Skin damage caused by injury or rash or long-term use corticosteroids, can also be a possible cause. In addition, certain medical conditions can cause milia to form. “Milia can be a secondary symptom of a blistering skin condition, such as a burn,” explains Dr. Moustafa. “They can also happen because of autoimmune disease or a genetic condition.” You can also get milia if you don’t cleanse your skin regularly, and you may be more prone to developing them if you do rosacea or dandruff.
The first thing you might wonder is whether you should see a doctor if you have milia. Most often, there is no need. “Milia are completely harmless and purely a cosmetic problem,” says Dr. Zeichner.
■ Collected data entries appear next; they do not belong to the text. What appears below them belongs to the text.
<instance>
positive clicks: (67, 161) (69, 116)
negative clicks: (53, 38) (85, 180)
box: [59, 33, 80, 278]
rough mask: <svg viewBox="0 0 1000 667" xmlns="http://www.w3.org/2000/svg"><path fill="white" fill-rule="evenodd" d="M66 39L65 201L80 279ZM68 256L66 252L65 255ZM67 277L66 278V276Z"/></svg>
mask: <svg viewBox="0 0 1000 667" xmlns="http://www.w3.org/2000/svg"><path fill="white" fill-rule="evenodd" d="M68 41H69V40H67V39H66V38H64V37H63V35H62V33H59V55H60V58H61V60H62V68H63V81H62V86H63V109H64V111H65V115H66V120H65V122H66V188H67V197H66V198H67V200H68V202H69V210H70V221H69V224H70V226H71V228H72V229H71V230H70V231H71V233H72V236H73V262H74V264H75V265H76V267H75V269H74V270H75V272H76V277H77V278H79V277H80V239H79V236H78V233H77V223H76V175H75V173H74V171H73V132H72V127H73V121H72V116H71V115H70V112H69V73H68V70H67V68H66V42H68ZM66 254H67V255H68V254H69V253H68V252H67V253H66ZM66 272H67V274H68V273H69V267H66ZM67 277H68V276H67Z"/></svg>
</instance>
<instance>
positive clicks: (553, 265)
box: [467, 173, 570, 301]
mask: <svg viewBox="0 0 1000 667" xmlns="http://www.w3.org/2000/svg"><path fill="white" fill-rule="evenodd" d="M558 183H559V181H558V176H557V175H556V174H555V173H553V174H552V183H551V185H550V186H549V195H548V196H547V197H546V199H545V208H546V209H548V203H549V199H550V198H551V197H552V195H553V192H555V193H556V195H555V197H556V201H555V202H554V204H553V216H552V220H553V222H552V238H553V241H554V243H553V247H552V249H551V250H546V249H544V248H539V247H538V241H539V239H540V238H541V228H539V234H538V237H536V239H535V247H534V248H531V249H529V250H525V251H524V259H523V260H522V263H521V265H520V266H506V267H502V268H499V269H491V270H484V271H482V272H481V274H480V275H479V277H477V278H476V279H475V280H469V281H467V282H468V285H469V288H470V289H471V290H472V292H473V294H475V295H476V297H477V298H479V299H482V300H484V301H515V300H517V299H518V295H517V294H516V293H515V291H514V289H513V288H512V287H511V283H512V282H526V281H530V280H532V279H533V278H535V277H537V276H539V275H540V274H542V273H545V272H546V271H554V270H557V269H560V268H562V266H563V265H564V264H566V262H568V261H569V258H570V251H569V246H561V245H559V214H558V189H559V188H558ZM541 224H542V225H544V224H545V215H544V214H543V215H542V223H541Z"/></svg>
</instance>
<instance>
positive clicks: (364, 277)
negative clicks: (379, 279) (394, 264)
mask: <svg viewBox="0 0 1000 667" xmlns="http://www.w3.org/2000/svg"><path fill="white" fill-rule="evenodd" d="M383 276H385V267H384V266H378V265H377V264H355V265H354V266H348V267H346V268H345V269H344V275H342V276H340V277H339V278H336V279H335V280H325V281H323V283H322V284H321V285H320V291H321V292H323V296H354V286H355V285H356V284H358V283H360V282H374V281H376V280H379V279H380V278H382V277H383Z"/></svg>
Often they will just go away on their own. But if yours stick around and bother you, don’t try any of the “milia removers” you see online—they’re completely ineffective, experts say.
How to get rid of and prevent milia:
Do not try to remove them yourself.
It’s never a good idea to try popping milia like pimples (you shouldn’t pop your pimples either!). “Never poke or prod milia,” advises Dr. Moustafa. “And avoid scrubbing the milia with any type of scrub.”
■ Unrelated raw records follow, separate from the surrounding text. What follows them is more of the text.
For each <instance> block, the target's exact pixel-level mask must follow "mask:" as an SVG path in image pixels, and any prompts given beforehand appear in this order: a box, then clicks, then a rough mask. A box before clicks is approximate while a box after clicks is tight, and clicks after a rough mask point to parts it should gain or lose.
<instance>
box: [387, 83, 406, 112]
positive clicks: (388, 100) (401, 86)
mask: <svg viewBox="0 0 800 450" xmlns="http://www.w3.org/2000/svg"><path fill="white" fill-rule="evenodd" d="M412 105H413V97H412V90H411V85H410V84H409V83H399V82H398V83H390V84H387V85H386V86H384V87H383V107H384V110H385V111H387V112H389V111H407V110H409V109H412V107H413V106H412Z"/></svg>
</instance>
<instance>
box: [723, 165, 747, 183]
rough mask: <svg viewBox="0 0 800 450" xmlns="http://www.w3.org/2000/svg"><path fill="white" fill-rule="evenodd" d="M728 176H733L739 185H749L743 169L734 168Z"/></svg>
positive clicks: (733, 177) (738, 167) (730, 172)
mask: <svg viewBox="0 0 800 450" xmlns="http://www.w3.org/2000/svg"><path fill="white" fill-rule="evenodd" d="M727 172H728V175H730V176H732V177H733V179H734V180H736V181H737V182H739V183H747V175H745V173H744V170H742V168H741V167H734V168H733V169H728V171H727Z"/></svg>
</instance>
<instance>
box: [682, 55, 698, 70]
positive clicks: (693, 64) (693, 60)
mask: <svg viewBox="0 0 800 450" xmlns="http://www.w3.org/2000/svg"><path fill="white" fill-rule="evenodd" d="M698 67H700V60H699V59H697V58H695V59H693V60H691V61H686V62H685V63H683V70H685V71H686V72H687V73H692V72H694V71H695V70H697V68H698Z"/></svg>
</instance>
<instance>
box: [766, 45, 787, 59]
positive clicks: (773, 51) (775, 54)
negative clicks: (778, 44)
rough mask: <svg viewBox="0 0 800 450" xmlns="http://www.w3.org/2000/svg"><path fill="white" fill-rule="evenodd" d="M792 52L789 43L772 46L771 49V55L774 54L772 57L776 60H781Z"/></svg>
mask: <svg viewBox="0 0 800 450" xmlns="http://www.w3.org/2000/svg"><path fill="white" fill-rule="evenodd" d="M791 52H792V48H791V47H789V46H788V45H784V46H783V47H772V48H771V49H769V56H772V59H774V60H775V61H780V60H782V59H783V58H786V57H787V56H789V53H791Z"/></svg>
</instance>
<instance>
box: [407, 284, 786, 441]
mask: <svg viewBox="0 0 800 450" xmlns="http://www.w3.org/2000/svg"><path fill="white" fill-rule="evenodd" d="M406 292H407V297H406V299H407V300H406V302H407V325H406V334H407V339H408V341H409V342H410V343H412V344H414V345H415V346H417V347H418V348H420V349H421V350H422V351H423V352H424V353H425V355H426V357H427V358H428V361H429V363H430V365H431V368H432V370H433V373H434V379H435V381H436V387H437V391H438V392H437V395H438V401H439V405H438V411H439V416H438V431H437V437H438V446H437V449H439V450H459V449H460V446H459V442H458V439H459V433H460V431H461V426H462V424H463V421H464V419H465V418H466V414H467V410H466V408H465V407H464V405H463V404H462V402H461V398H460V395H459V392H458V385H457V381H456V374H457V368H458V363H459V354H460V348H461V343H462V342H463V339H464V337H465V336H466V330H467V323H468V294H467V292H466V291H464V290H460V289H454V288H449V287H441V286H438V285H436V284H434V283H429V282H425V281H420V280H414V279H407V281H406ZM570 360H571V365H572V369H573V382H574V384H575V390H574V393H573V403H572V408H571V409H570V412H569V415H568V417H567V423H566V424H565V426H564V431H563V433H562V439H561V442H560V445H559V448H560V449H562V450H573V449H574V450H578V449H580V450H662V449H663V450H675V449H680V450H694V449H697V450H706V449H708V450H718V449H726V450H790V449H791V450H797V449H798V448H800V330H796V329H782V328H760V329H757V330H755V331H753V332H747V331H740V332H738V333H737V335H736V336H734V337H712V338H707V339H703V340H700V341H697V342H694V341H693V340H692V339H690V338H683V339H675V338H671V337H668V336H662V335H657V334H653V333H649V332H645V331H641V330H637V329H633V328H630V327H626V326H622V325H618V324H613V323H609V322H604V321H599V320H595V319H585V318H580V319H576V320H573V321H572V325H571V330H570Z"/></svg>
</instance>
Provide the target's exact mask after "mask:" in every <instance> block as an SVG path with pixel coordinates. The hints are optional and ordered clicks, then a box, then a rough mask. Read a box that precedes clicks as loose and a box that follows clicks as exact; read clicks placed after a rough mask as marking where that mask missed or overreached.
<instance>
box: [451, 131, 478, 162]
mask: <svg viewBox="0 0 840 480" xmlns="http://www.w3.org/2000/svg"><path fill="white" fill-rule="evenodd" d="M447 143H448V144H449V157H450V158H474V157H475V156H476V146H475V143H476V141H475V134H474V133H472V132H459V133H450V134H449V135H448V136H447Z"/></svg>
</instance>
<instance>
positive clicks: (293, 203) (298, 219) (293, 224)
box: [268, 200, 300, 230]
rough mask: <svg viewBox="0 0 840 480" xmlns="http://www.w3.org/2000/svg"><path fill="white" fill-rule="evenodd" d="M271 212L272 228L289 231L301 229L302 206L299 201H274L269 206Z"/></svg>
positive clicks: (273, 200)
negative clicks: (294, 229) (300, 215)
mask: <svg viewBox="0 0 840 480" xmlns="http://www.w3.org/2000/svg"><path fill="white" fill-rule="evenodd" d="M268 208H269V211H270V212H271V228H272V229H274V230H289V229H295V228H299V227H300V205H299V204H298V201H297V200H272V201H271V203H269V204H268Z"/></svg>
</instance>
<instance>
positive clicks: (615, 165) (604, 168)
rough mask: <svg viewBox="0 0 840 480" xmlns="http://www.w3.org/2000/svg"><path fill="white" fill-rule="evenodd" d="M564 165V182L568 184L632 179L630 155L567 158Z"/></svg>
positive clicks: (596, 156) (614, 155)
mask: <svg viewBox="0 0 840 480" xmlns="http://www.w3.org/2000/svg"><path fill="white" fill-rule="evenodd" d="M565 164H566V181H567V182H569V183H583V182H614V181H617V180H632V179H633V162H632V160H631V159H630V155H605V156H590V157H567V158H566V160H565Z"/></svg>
Focus on gentle cleansing.
Here is the best daily remedy you can try: “Gentle skin care“, says Dr. Moustafa. Wash your face the right wayfollowing advice from American Academy of Dermatology: Use gentle cleanser and fingertips, wash with lukewarm water, avoiding rubbing and rinse with lukewarm water and dry with a soft towel. Also, make sure your skin has a chance to breathe and be makeup free from time to time.
Try a topical retinoid cream.
If you have a predisposition to milia, your dermatologist may recommend that you try topical retinoid if you have a relapse. “This can help by removing cells in the outer layer of skin, encouraging the eventual release of milia from your skin,” says Dr. Illustrator.
Always wear sunscreen.
This is a golden rule even if you don’t have milia, but sunburns and damage can be common triggers. Be sure to apply it properly at least SPF 30 sunscreen on the skin 30 minutes before going out. Birnur K. Aral, Ph.D.executive director of the Laboratory for Beauty, Health and Sustainability of the Good Housekeeping Institute, suggests applying a nickel-sized piece to your face. For sprays, she suggests spritzing sunscreen all over your skin, then rubbing it in.
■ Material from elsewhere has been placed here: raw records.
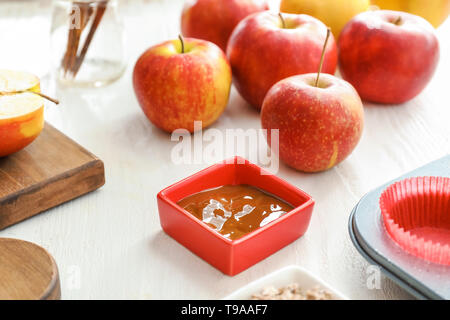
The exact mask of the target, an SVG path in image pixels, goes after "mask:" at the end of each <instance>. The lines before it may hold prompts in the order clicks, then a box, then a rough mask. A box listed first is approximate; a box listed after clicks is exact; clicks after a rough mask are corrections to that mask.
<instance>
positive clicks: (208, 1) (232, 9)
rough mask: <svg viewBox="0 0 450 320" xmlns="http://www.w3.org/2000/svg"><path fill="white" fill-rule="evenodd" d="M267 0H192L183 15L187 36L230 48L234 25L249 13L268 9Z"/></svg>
mask: <svg viewBox="0 0 450 320" xmlns="http://www.w3.org/2000/svg"><path fill="white" fill-rule="evenodd" d="M268 9H269V5H268V4H267V1H266V0H191V1H187V2H186V4H185V6H184V8H183V13H182V15H181V31H182V33H183V35H184V36H186V37H192V38H199V39H203V40H208V41H211V42H214V43H215V44H217V45H218V46H219V47H220V48H221V49H222V50H224V51H225V50H226V47H227V42H228V38H229V37H230V35H231V32H232V31H233V29H234V27H236V25H237V24H238V23H239V21H241V20H242V19H244V18H245V17H246V16H248V15H250V14H252V13H255V12H259V11H264V10H268Z"/></svg>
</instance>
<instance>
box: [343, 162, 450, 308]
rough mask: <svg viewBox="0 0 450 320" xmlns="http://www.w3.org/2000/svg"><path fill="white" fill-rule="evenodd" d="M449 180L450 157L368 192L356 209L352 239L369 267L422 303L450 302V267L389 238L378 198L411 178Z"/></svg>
mask: <svg viewBox="0 0 450 320" xmlns="http://www.w3.org/2000/svg"><path fill="white" fill-rule="evenodd" d="M420 176H442V177H450V155H447V156H445V157H443V158H441V159H439V160H436V161H433V162H431V163H429V164H427V165H425V166H423V167H420V168H418V169H416V170H413V171H411V172H409V173H407V174H405V175H403V176H401V177H398V178H397V179H394V180H392V181H390V182H388V183H386V184H384V185H382V186H380V187H378V188H377V189H375V190H373V191H371V192H369V193H368V194H366V195H365V196H364V197H362V198H361V200H360V201H359V202H358V204H357V205H356V206H355V208H354V209H353V211H352V213H351V215H350V219H349V232H350V238H351V240H352V242H353V244H354V245H355V247H356V249H357V250H358V251H359V252H360V253H361V255H362V256H364V258H366V259H367V260H368V261H369V262H370V263H372V264H376V265H378V266H380V268H381V271H382V272H383V273H384V274H386V276H387V277H389V278H390V279H392V280H393V281H394V282H396V283H397V284H399V285H400V286H401V287H402V288H404V289H405V290H406V291H408V292H409V293H411V294H412V295H414V296H415V297H417V298H419V299H447V300H449V299H450V266H445V265H440V264H435V263H432V262H428V261H426V260H423V259H420V258H417V257H415V256H413V255H411V254H409V253H407V252H406V251H404V250H403V249H401V248H400V247H399V246H398V245H397V244H396V243H395V242H394V241H393V240H392V239H391V238H390V237H389V235H388V234H387V232H386V231H385V228H384V224H383V221H382V219H381V212H380V208H379V203H378V201H379V198H380V195H381V193H382V192H383V190H384V189H385V188H386V187H387V186H389V185H390V184H392V183H394V182H396V181H399V180H403V179H406V178H410V177H420Z"/></svg>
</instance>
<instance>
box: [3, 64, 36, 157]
mask: <svg viewBox="0 0 450 320" xmlns="http://www.w3.org/2000/svg"><path fill="white" fill-rule="evenodd" d="M24 91H34V92H40V85H39V78H38V77H36V76H34V75H32V74H29V73H26V72H18V71H9V70H0V157H3V156H7V155H9V154H11V153H14V152H17V151H19V150H21V149H23V148H25V147H26V146H27V145H28V144H30V143H31V142H32V141H33V140H34V139H36V137H37V136H38V135H39V133H40V132H41V131H42V128H43V127H44V99H43V98H42V97H40V96H39V95H36V94H34V93H31V92H24Z"/></svg>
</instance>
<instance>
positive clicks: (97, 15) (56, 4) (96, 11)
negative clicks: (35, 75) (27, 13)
mask: <svg viewBox="0 0 450 320" xmlns="http://www.w3.org/2000/svg"><path fill="white" fill-rule="evenodd" d="M124 47H125V46H124V28H123V24H122V20H121V18H120V15H119V9H118V1H117V0H77V1H71V0H54V1H53V16H52V27H51V55H52V66H53V71H54V75H55V78H56V79H57V80H58V82H59V83H60V84H62V85H67V86H89V87H91V86H94V87H99V86H103V85H106V84H109V83H111V82H113V81H115V80H117V79H119V78H120V76H121V75H122V74H123V72H124V71H125V66H126V65H125V54H124Z"/></svg>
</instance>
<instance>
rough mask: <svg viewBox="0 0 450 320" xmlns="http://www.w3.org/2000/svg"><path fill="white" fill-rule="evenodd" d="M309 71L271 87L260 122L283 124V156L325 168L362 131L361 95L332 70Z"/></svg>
mask: <svg viewBox="0 0 450 320" xmlns="http://www.w3.org/2000/svg"><path fill="white" fill-rule="evenodd" d="M316 77H317V74H316V73H309V74H303V75H297V76H293V77H290V78H287V79H284V80H281V81H280V82H278V83H277V84H275V85H274V86H273V87H272V88H271V89H270V91H269V92H268V93H267V96H266V98H265V99H264V103H263V106H262V110H261V123H262V127H263V128H264V129H267V130H268V133H267V139H268V143H269V145H271V143H272V141H271V134H270V133H271V131H270V130H272V129H279V157H280V159H281V160H283V161H284V162H285V163H286V164H288V165H289V166H291V167H293V168H295V169H297V170H300V171H304V172H317V171H323V170H326V169H329V168H331V167H333V166H334V165H336V164H338V163H339V162H341V161H342V160H344V159H345V158H346V157H347V156H348V155H349V154H350V153H351V152H352V151H353V149H354V148H355V147H356V145H357V144H358V141H359V139H360V137H361V133H362V129H363V122H364V112H363V106H362V102H361V99H360V98H359V96H358V93H357V92H356V90H355V89H354V88H353V87H352V85H351V84H349V83H348V82H346V81H344V80H342V79H339V78H336V77H335V76H332V75H328V74H321V75H320V79H319V82H318V85H317V87H316V86H315V81H316Z"/></svg>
See a dermatologist for professional removal.
Yes actually remove thousands, you have to get them out of your skin. “This means that the dermatologist physically makes an opening with a needle or scalpel blade,” says Dr. Zeichner. “Never do this yourself. Trying to remove milia the wrong way can lead to infections or scarring.” And he adds: “It is especially difficult to get rid of milia around the eyes because of their proximity to the eyeball.”
The actual process of milia removal is called removing the roof. The dermatologist uses a needle to remove the flap that holds the keratin in your skin and take out the keratin itself. However, the procedure is not covered by insurance and can be expensive, averaging between $200 and $500.